Ouyang was part of a free trial program, and his wife He Binying accepted the offer in a desperate bid to save his life. But he soon developed complications, including rising blood sugar levels, breathing problems and hemoptysis (coughing up of blood from the respiratory tract that indicates a severe infection of the bronchi or lungs), which proved fatal.

But before that - in fact, as soon as he developed the new complications - his wife requested the doctors to put him off the ELAD. Her requests went unheeded till Dec 7. And by the time the therapy was stopped, Ouyang's condition had deteriorated. He was transferred to the intensive care unit (ICU) later, and died on Dec 27, 2006.

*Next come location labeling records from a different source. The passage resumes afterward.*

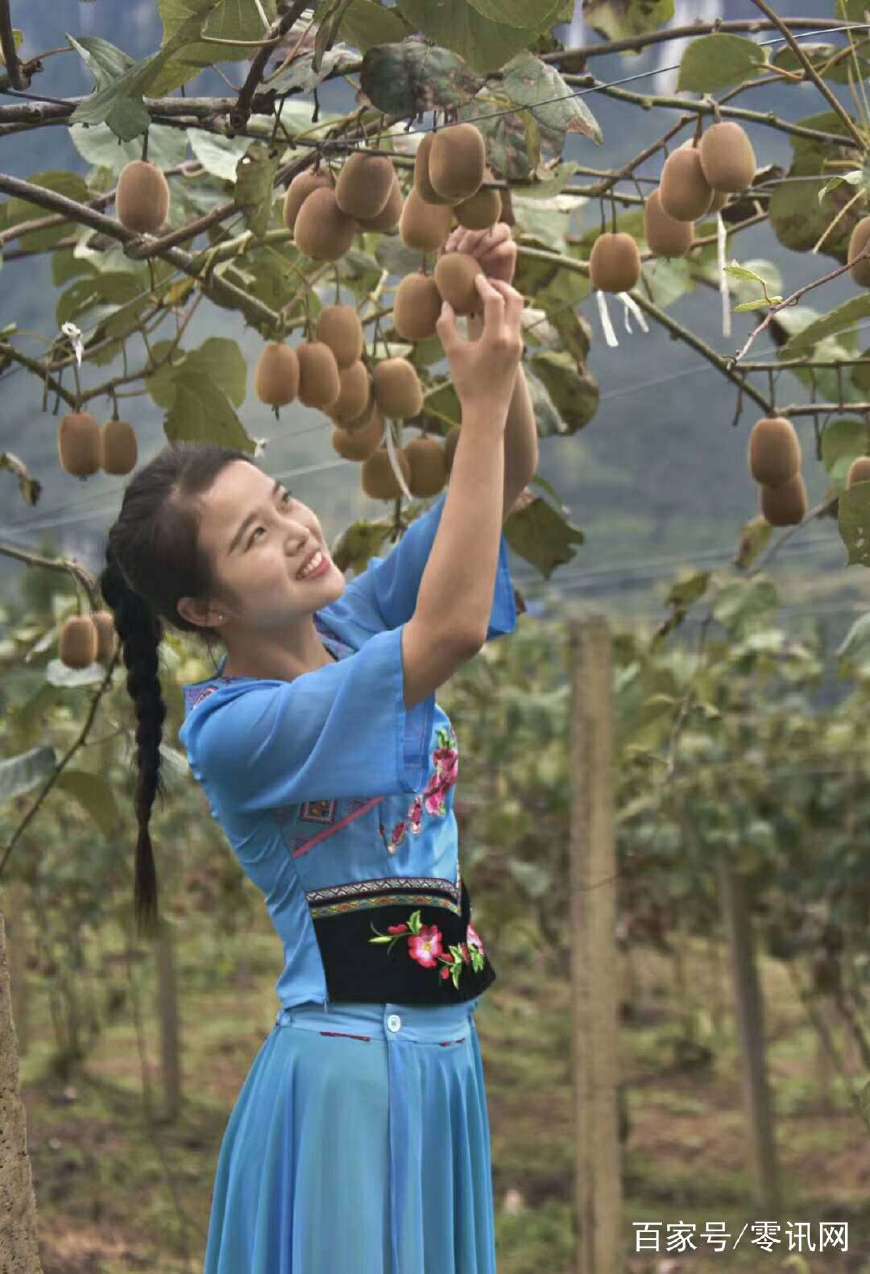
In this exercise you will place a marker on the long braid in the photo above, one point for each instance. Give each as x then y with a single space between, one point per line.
140 632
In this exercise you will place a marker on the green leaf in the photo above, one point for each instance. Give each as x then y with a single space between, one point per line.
455 24
619 19
94 795
841 319
19 775
412 77
575 394
366 24
222 19
717 61
254 191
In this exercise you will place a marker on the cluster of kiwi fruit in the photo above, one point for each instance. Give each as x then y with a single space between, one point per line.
84 446
775 459
88 638
142 198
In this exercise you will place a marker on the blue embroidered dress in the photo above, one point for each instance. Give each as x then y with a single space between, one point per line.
338 803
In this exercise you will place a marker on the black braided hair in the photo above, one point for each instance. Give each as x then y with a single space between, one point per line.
153 558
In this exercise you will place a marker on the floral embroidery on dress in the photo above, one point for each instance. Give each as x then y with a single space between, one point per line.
433 800
426 945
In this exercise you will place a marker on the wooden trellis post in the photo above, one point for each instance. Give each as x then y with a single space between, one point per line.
594 957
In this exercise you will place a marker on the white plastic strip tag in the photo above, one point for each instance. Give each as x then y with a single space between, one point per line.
609 334
721 233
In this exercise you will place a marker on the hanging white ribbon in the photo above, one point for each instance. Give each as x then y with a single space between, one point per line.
74 333
609 334
394 459
722 277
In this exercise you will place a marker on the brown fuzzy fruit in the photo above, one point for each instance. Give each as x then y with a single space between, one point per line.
726 157
859 470
340 329
455 274
685 193
277 379
483 209
664 235
302 185
859 241
614 263
319 373
422 184
417 307
457 162
428 466
107 636
387 218
377 477
119 450
78 642
423 226
322 231
354 394
79 443
142 198
775 451
785 505
398 389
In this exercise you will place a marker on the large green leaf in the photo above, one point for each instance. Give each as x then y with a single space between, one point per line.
619 19
717 61
455 24
224 19
412 77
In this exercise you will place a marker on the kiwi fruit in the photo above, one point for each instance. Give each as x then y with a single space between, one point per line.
417 307
398 389
354 394
107 637
387 218
340 329
302 185
785 505
119 450
455 274
482 209
79 443
664 235
428 466
142 198
319 373
422 184
364 184
277 379
859 241
78 642
614 263
685 193
424 226
322 231
377 477
775 452
726 157
457 162
859 470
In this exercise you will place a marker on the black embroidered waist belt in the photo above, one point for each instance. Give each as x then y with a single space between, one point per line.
401 939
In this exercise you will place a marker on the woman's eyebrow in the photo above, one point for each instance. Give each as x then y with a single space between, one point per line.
249 520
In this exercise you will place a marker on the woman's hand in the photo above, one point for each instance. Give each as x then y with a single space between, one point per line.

A few days after his death, He Binying filed a lawsuit against the hospital, alleging that its doctors' negligence had caused the death of her husband. "Before we signed the paper giving consent for the use of the ELAD, the hospital authorities had promised to stop the therapy as soon as any adverse effect or discomfort was detected. They had insisted it was very safe, too," she says.

"They made the wrong recommendation for the ELAD trial, which is more suitable for acute liver failure, whereas my husband had been suffering from hepatitis B for 12 years." Worse, they broke their promise and continued the trial despite his worsening condition, she says.

The hospital lawyer, on the other hand, argued in court last week that the couple had signed the consent form before the trial, and knew full well the efficacy of and potential risks associated with the ELAD. "That should be enough to exempt the hospital from any legal liability," he said.